Grips are one of those "you don't know what you've got 'til it's gone" type of bike parts. They're easy to overlook or take for granted, until you ride a friend's beater with ratty, old rubber and realize just how comfortable your own setup is. But even the best-kept grips need replacement sometimes, and in today's post we'll walk through a grip swap - so you can get your ride back to factory fresh in a jiff! Let's get twistin'!

Out with the Old

When it comes to removing your old grips, you've got options. If they're stretched and worn, you may be able to just twist them off with brute force. Note: if your grips can be twisted loosely on the bars, you're overdue for a replacement. Slippin' grips can be super dangerous on the road when you need to be confident your hands will stay exactly where you expect them to on the bars.

If elbow grease isn't enough, you can introduce some canned air to help create space between the grips and the bars, and cut down on the friction keeping everything stuck in place.

Note: The canned air works in an air-tight set-up by kind of "ballooning" the grip off of the bars, so if your grips have holes in the ends, plug those up with your thumbs while you have a friend blast the air in. And, once you've removed one side, you can just blast the compressed air in the now opened end of the bars to liberate the other grip.

And, if you can't make it work with air or effort, you can always grab a pair of scissors and cut your way out of the old pair.

Whatever you do though, don't use lube/grease/oil/WD40 or anything slippery. Sure, it'll make the grips slide off super-easily, but it's nearly impossible to clean all the residual lube off the bars and as a result your new grips will be dangerously slippy when you get them mounted.

And once your old grips are removed, we can start installing the new pair!

In with the New

Again, when installing your new grips, avoid any instructions that recommend hairspray, lube, or anything wet to help you get them slid on there. While those will certainly help your grips get on easily, you'll end up with handholds that can twist and turn in place, taking your ride from safe to sketchy in a snap.

Instead, we'll just slide the new pair on with some good old-fashioned hand-wrenchin'!

Note: If your grips are air-tight (like the Ourys we removed), you might need to sneak the canned-air in there again to facilitate the mounting process but, if your grips have a vent-hole (like the Pure Fix grips we're installing) then you should be able to get them installed more easily because you won't be fighting air "trapped in the bars".

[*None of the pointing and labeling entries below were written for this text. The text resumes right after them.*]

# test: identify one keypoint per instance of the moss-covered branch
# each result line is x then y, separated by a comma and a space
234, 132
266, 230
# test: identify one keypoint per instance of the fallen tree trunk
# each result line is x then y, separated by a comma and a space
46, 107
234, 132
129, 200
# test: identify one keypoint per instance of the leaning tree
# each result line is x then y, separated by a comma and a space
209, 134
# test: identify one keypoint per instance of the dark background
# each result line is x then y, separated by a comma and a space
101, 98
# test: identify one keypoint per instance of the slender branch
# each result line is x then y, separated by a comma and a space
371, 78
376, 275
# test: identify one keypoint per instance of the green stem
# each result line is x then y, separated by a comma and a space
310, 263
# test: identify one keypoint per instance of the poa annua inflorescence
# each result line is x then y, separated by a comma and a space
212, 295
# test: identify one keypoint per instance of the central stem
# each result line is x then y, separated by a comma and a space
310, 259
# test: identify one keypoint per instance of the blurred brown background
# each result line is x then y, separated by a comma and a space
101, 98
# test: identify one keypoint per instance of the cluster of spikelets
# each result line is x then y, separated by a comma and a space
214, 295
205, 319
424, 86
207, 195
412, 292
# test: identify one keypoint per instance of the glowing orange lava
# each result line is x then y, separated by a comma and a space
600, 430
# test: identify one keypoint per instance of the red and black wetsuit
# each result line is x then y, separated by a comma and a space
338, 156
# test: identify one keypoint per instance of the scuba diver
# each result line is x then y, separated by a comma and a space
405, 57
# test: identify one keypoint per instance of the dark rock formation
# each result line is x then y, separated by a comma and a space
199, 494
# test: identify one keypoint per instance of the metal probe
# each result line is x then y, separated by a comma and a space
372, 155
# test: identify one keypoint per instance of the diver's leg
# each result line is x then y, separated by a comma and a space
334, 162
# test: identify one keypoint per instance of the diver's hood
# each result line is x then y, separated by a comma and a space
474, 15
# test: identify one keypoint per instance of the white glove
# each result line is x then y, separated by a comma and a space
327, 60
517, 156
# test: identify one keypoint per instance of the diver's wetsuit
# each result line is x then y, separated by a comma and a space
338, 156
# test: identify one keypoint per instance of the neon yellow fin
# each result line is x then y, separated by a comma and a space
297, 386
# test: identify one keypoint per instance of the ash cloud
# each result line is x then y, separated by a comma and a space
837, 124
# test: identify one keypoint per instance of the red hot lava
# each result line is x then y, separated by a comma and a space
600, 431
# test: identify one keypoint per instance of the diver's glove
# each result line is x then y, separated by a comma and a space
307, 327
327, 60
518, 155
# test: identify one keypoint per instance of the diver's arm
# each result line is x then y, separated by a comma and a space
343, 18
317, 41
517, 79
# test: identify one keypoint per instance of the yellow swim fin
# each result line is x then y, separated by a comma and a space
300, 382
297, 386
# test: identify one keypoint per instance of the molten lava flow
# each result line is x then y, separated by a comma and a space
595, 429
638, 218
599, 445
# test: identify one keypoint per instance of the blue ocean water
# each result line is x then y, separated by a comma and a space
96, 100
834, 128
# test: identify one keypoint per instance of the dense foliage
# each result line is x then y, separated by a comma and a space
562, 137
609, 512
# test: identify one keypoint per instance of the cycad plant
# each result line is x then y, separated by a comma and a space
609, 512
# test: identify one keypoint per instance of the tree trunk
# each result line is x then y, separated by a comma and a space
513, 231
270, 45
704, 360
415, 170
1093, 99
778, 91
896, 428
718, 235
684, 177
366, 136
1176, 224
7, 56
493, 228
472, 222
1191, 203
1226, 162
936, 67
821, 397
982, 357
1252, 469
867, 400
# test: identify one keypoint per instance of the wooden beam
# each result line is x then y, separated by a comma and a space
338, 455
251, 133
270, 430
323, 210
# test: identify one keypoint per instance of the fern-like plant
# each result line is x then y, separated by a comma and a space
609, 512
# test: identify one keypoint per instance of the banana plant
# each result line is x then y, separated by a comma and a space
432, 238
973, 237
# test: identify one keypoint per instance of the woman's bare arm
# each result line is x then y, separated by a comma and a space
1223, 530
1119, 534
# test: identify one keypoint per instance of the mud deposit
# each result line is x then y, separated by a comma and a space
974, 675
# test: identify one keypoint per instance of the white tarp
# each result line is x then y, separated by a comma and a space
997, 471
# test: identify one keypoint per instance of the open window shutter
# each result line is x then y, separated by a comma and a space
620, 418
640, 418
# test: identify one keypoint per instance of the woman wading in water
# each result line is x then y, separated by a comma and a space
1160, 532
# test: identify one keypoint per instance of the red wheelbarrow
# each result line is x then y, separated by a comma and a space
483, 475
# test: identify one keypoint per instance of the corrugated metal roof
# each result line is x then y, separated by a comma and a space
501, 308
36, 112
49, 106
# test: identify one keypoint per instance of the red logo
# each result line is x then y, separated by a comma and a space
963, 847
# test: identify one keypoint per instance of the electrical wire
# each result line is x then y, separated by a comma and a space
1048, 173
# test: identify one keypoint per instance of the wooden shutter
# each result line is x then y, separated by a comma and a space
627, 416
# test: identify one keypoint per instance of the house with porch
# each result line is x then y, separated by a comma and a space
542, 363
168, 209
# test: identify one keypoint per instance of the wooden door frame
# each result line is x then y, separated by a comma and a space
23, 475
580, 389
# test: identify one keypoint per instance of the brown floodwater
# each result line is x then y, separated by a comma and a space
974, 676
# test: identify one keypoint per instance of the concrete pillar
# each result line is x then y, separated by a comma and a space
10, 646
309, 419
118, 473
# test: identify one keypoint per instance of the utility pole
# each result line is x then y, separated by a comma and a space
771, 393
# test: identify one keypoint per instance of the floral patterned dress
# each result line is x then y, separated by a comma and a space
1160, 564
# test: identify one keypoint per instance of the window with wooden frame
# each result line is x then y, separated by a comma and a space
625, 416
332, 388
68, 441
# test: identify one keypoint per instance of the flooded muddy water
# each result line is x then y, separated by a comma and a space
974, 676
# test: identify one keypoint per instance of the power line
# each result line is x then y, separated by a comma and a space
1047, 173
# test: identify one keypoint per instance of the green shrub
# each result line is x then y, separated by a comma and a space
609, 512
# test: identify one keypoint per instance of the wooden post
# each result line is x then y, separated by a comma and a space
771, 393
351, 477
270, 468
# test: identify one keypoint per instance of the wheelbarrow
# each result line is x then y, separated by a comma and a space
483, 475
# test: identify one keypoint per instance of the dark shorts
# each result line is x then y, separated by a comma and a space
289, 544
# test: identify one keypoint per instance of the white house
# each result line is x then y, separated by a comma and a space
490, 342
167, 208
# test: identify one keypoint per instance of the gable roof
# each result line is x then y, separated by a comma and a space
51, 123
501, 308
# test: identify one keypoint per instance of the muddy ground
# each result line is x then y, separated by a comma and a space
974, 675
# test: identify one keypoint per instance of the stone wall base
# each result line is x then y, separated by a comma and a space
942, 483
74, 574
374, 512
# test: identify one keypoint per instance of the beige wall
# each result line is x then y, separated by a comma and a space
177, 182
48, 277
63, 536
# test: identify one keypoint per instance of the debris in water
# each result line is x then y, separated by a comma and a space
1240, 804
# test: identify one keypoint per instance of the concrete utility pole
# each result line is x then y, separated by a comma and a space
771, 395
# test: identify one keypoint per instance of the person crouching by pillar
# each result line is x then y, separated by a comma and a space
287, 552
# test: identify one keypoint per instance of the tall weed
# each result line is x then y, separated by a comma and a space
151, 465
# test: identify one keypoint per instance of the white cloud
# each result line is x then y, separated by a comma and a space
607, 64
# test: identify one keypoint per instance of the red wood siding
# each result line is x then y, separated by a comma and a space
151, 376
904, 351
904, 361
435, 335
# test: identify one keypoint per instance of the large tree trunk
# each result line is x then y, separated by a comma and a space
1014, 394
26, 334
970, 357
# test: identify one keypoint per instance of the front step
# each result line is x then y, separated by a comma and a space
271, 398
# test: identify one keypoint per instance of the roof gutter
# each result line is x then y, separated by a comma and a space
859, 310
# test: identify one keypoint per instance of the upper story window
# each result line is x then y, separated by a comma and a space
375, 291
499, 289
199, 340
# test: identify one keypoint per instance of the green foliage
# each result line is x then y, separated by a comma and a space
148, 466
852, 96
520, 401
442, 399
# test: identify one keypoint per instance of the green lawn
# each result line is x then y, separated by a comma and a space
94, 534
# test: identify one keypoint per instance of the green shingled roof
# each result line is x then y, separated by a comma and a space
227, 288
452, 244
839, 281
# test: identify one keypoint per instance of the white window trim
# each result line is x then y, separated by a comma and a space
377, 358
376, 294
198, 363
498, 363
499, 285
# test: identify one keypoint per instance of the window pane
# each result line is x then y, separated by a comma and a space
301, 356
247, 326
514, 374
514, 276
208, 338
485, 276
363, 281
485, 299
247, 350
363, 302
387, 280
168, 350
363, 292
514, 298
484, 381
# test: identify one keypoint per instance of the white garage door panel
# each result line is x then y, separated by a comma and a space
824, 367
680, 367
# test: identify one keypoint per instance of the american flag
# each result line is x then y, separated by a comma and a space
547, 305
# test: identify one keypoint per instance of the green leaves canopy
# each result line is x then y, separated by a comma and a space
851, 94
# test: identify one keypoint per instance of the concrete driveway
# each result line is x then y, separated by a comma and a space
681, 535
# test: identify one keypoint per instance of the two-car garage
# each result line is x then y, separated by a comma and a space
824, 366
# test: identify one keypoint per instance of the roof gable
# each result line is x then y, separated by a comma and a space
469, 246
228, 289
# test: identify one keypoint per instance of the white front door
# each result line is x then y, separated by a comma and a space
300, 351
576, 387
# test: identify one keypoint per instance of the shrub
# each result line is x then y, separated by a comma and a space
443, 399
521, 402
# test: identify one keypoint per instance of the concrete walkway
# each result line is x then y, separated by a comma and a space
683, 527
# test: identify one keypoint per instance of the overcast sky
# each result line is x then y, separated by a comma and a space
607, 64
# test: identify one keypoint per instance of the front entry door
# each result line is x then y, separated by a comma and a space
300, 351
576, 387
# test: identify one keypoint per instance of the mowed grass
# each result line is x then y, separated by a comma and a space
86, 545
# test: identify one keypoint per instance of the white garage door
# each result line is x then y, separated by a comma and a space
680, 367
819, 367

Start on one side and just twist and shove, twist and shove, until the grip is fully mounted on the bar. Don't go so far that the grips are stretched out over the end (you don't want your bars to break through the ends of your new grips), just go until you feel metal when you "pinch" the far-side of the grips.

For bonus points, pay attention to the orientation of the logo on the grips' end. Having the logo right-side up won't make you any faster, but it will help you feel more "pro" about your swap success.

And once you've done one side, jump over the bike and repeat on the other side!

Twist and shove, twist and shove, check the logo, and then you're ready to roll!

Note: At this point it's super-tempting to poke the ends of the grips and feel them flex into the hollow bar-ends; don't do that. Poking a hole in your new grips is really sad and it'll instantly make you feel bad about poking. But, if you know you'll be unable to resist, consider putting a nickel in the end of each grip before you install them. That'll act as a solid "plug" so you can poke away and you'll never have to worry about tearing the grip on the ends of your bars!

And now you're prepared to swap your own (and the hardest part ought to be deciding on a new grip color)!

Ride happy, hang on tight, and we'll see you out there.